4 de diciembre de 2016

Y me morí

Habían pasado tantos años, tanto tiempo en esas condiciones que no tardaron en pasar factura. Miraba sus manos dañadas con melancolía, no sabía dónde habían ido a parar esos rasgos de juventud que las iluminaban.
Permanecía casi inerte sobre aquella silla en la esquina de la sombría sala. La gente iba pasando. Su cabeza bombeaba al ritmo de aquel cutre reloj de publicidad que colgaba de la pared contigua a la puerta. Sentía cómo las cadenas de la necesidad le apretaban, cómo no había sitio para sueños estúpidos pues la realidad se extendía como un gas, ese gas con el que cada día soñaba. En frente tenía una ventana, también presente en sus sueños, por la que poco a poco ese gas se deslizaba hasta el último rincón, desde las estanterías roídas donde se apilaban los archivos, hasta el interior de sus pulmones que poco a poco se consumían como el cigarro que todos los días sujetaba con la mano izquierda, mientas redactaba con la diestra.
Nunca supe lo que escribía. Seguramente informes interminables con palabras tan técnicas como vacías que resumían la actividad financiera de cualquier empresa que a nadie le importaba, ni siquiera a ella. Repetidas ocasiones levantaba la vista del ordenador y cogía la calculadora, cómo comprobando cuentas, en seguida retiraba la mirada con aprobación y continuaba con su labor. Durante esos pocos segundos mostraba sus ojos detrás de los gruesos cristales, también cansados de trabajar frente a la pantalla. Carecían de cualquier rasgo de vida, tan apagados y taciturnos, a su vez daba la impresión de que las inmensas bolsas en la parte inferior cargaban con ellos.
Cuando la manecilla pequeña marcaba las siete sonaba un monótono timbre desde el teléfono. Apagaba la alarma sin ningún tipo de expresividad ni emoción que supone terminar la jornada, guardaba los archivos y cerraba la sesión. Después organizaba el escritorio, todos los lapiceros en el estuche del primer cajón, la calculadora a la derecha, la grapadora en el fondo izquierdo, las hojas en sucio a la papelera sin arrugar para poderlas reciclar y la bandeja de la impresora cerrada para que no coja polvo. Cogía el abrigo oscuro, se lo colocaba encima de su jersey descolorido por los lavados o el uso y con un vago movimiento se colgaba el bolso negro del hombro encorvado. Era el peso de los días, cada uno más denso que el anterior, el que hacía que su espalda se arquease, hasta que una mañana terminase por desplomarse ante la imposibilidad de seguir manteniéndose en pie.
Tenía diez minutos hasta la parada del autobús, quince de viaje, cinco hasta el supermercado y después solo tendría que cruzar la calle hasta el portal. Al terminar de recordar el recorrido llegaba el bus rojo, descascarillado por los bordes del roce con las paredes al girar. Bajaba la mirada evitando al conductor mientras pasaba la tarjeta y seguidamente se sentaba en el primer asiento de la derecha junto a la ventanilla, era el único sitio desparejo donde no tendría que soportar que nadie se le sentase al lado.

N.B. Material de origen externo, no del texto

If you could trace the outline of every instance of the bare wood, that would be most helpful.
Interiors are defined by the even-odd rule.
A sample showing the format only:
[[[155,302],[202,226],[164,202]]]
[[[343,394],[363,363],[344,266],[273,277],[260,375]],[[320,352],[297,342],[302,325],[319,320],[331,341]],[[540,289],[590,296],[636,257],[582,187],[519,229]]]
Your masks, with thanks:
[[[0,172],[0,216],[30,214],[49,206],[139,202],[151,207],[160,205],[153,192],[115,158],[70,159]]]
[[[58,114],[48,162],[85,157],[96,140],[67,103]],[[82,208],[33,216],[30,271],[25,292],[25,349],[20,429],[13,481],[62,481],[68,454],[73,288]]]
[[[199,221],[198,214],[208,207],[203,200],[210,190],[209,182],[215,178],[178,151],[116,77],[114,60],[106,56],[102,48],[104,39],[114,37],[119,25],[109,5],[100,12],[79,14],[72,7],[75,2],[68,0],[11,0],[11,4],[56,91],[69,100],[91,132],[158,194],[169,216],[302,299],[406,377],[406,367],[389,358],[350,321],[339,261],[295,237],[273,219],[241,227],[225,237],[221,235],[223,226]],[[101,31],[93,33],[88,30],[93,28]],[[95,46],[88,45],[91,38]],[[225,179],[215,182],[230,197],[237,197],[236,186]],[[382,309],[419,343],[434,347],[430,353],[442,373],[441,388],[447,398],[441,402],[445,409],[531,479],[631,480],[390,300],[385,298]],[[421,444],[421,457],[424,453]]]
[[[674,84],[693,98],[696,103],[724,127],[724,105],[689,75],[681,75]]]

Solo tenía cinco paradas para llegar a su casa. Podía ver su cara de cansancio en el reflejo de la ventanilla, retrato del descontento vital y una plena frustración interior. Era incapaz de mirarla a los ojos sin lamentarme. A veces había retenciones y se retrasaba, en esos momentos comenzaba a angustiarse, si no llegaba pronto iban a cerrar el súper y no podría hacer los recados. Intentaba relajarse respirando pausadamente hasta llegar, entonces tocaba el timbre y se bajaba del autobús. Entraba a la tienda y compraba lo justo, nada de caprichos innecesarios, la comida es para el cuerpo no para los sentidos. Justo a tiempo salía con las bolsas y esperaba a que cambiase el semáforo, se aseguraba de que no pasara ningún coche mirando dos veces a cada lado y cruzaba. Pero en esta ocasión tan solo miró una vez.